Oct. 27 Yordano Ventura workout day interview

Q. Going back to your childhood a little bit, Yordano, but I believe you got a lot of strength through working construction and swimming in the ocean. I just wonder if you could tell us about that a little bit, if it's true that that was partly how you developed?

YORDANO VENTURA: I worked in the shop with my stepfather, and I also drove a truck, like a delivery truck in the shop, and then I worked driving a truck as well. God works in different ways to help you get to your destiny or what you're made to be, so that was an important part of it.

In terms of swimming, I spent a lot of time by the water, fishing and swimming, which attributed to the strength and physical growth.

Q. A lot of young pitchers tend to wear down in a long season, especially a rookie. Why do you think you're still as strong as you've been all year this late in the year?

YORDANO VENTURA: It all starts with my work and preparation in the off‑season back home. In addition though I've had the help of veterans, who I've been able to talk to and help me understand the ups and downs of the season, and when things may be getting a little more difficult physically for me. So those two things have helped me to be where I'm at at this point.

Q. You ask your older teammates how they feel about Game 6, and they say they feel really good about it because you're pitching. What does it mean to you to have the trust of your older teammates already at this point in your career?

YORDANO VENTURA: A big thing is I speak with my teammates and I respect them. I try to show them that respect, and I feel like by doing that and by working hard and speaking with them that they have grown that same trust and respect towards me. So I feel like it's something that's a mutual respect that they've developed with me, and for that reason I go out there and I'm confident, and I can go out there and pitch and work to do the best I can, and know that my teammates around me are doing same. With that, there is a confidence that's grown between teammates when I pitch every fifth day.

Q. How well did you know Oscar Taveras?

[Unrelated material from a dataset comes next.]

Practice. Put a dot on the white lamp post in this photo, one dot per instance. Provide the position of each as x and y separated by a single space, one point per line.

What emotions have you had since learning of his death?

YORDANO VENTURA: I know him very well. I played against him in the Minor Leagues. When we would play against each other, we'd go over to each other's houses and hang out during the Minor League season. I consider myself a friend of his, and my thoughts are with the family and of all of those who know him. It's a very difficult time. And such is life, things like this happen.

Q. When Ned was in here, he said, "In my mind there is going to be a Game 7." Can you just talk about what kind of confidence is in the clubhouse right now down 3‑2 coming back to Kansas City?

YORDANO VENTURA: You never know what's going to happen tomorrow, but everybody is going to give everything they have, go out there and fight, knowing that we're a good team with confidence. The biggest goal is to not leave anything behind. To give everything you have, knowing that that could be the last game. We have all the confidence that we can go out there and win.